Introduction: It is unclear if certain anatomic characteristics in patients with a right aortic arch with aberrant left subclavian artery (RAA ALSCA) are associated with undergoing surgical repair.
Methods: This was a single-center retrospective study of patients with RAA ALSCA and computed tomography or cardiovascular magnetic resonance from July 2013-September 2023. The size of the proximal ALSCA or diverticulum of Kommerell (DoK), thoracic inlet index, angle of the proximal ALSCA/DoK from the aortic arch, the position of descending aorta, location of the DoK, and tracheal size were compared between patients who did or did not undergo surgery.

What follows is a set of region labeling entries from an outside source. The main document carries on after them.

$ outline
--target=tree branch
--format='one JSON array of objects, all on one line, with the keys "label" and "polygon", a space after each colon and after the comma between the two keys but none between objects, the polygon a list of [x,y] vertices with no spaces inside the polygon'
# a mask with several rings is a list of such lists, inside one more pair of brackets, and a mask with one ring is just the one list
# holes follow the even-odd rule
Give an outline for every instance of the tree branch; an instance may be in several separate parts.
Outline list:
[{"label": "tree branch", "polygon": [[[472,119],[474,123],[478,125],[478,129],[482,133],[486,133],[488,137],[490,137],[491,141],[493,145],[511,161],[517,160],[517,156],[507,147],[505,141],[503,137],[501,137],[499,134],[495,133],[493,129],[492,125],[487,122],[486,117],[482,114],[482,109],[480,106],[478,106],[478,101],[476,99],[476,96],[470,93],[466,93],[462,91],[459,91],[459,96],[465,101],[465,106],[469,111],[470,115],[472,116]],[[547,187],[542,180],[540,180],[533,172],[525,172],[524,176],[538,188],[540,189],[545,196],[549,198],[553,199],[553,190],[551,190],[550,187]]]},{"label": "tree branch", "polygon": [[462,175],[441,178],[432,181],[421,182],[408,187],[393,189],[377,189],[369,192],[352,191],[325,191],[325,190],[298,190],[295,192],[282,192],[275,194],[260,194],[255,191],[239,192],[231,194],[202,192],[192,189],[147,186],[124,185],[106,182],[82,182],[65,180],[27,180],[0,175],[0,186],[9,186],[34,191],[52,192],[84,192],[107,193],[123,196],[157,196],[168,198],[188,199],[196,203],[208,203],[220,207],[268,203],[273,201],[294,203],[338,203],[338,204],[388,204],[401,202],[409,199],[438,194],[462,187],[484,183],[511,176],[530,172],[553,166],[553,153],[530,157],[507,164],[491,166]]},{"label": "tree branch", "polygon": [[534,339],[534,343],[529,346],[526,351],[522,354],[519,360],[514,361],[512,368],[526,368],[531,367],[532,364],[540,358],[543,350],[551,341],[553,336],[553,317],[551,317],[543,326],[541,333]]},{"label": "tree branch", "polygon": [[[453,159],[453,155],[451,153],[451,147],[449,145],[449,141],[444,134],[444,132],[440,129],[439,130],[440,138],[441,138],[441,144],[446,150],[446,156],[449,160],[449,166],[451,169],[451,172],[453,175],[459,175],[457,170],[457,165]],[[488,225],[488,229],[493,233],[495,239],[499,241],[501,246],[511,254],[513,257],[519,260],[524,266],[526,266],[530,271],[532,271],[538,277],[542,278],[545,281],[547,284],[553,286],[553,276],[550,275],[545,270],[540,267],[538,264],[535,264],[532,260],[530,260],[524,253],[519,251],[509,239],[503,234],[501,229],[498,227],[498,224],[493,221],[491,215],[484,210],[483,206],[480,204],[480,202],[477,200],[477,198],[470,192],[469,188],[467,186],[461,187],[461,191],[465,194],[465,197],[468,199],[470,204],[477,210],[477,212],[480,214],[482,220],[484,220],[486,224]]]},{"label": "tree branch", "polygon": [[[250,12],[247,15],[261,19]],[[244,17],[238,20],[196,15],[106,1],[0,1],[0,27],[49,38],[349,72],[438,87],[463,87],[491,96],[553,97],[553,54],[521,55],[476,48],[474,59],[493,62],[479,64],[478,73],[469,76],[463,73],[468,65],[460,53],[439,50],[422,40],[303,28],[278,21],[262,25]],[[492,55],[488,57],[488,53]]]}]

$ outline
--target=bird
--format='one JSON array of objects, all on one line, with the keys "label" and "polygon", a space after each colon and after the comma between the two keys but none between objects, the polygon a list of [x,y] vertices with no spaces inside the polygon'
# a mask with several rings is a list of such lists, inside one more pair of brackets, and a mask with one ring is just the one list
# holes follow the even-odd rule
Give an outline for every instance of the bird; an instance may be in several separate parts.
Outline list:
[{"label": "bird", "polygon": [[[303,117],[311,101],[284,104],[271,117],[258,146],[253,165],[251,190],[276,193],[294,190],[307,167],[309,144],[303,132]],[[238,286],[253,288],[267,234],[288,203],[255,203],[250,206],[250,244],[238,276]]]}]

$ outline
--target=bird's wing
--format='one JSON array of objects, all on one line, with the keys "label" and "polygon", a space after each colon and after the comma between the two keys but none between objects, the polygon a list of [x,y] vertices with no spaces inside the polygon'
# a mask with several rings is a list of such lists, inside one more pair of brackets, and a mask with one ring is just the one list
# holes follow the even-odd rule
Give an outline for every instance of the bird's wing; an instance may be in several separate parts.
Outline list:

Results: Of 163 patients meeting inclusion criteria, 56 % underwent surgery. Surgical patients had a larger indexed proximal ALSCA/DoK diameter and area, a higher indexed distance between the tip of the DoK and the opposite aortic wall, a greater proximal-to-distal LSCA ratio, a less acute angle of the proximal ALSCA/DoK from the aortic arch, a more leftward DoK location, and a lower thoracic inlet index compared to non-surgical patients. A larger indexed proximal ALSCA/DoK diameter, with an optimal threshold of ≥13.78 mm/m2, and a more leftward DoK location were independently associated with surgery. The reoperation rate was 11 %, and was associated with a less acute angle of the proximal ALSCA from the aortic arch.
Conclusions: A larger proximal ALSCA/DoK size and a more leftward DoK location were associated with surgical repair of RAA ALSCA, while a less acute angle of proximal ALSCA from the aortic arch was associated with reoperation.
Keywords: Aberrant left subclavian artery; Cardiovascular imaging; Cardiovascular magnetic resonance; Computed tomography; Diverticulum of Kommerell; Right aortic arch; Vascular ring; Vascular ring repair.